Environment and Biofuel Research Laboratory, Department of Hydro and Renewable Energy (HRED), Indian Institute of Technology Roorkee, Roorkee, Uttarakhand 247667, India.
Environment and Biofuel Research Laboratory, Department of Hydro and Renewable Energy (HRED), Indian Institute of Technology Roorkee, Roorkee, Uttarakhand 247667, India.
Bioresour Technol. 2022 Jul;356:127306. doi: 10.1016/j.biortech.2022.127306. Epub 2022 May 12.
The present work aimed to evaluate the mixotrophic growth of Chlorella pyrenoidosa in a microalgal-biofilm reactor (MBR) using waste glycerol as an organic carbon source.

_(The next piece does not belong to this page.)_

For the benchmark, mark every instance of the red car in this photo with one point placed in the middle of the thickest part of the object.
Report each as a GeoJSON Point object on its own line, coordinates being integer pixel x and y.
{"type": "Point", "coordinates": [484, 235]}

The biomass productivity of C. pyrenoidosa (10.14 g m d) under the mixotrophic mode was remarkably higher than that observed during the phototrophic mode (4.16 g m d), under similar incubation conditions. The hydraulic retention time (HRT) of 6 d was found optimal for the higher productivity of microalgae in the MBR. Notably, based on biofuel quality, mixotrophically grown microalgal biomass was noted to have better suitability for biomethane production compared to biodiesel. Besides, up to 98.09, 75.74, and 55.86% removal of phosphate, nitrate, and COD, respectively, was recorded within 6 d under mixotrophic growth. Overall, the present findings magnificently demonstrate the efficient recycling of waste glycerol for higher biomass production coupled with phycoremediation using mixotrophic MBR.
本工作旨在评估微藻-生物膜反应器(MBR)中以废甘油为有机碳源的蛋白核小球藻混合营养生长。在相似的培养条件下,混合营养模式下的 C. pyrenoidosa 生物量生产力(10.14 g·m-3·d-1)明显高于光营养模式(4.16 g·m-3·d-1)。水力停留时间(HRT)为 6 d 时,MBR 中微藻的更高生产力达到最佳。值得注意的是,基于生物燃料质量,与生物柴油相比,混合营养生长的微藻生物质更适合生产生物甲烷。此外,在混合营养生长下,分别在 6 d 内实现了高达 98.09%、75.74%和 55.86%的磷酸盐、硝酸盐和 COD 的去除率。总的来说,本研究结果极好地证明了利用混合营养 MBR 高效回收废甘油以实现更高生物量生产和光修复。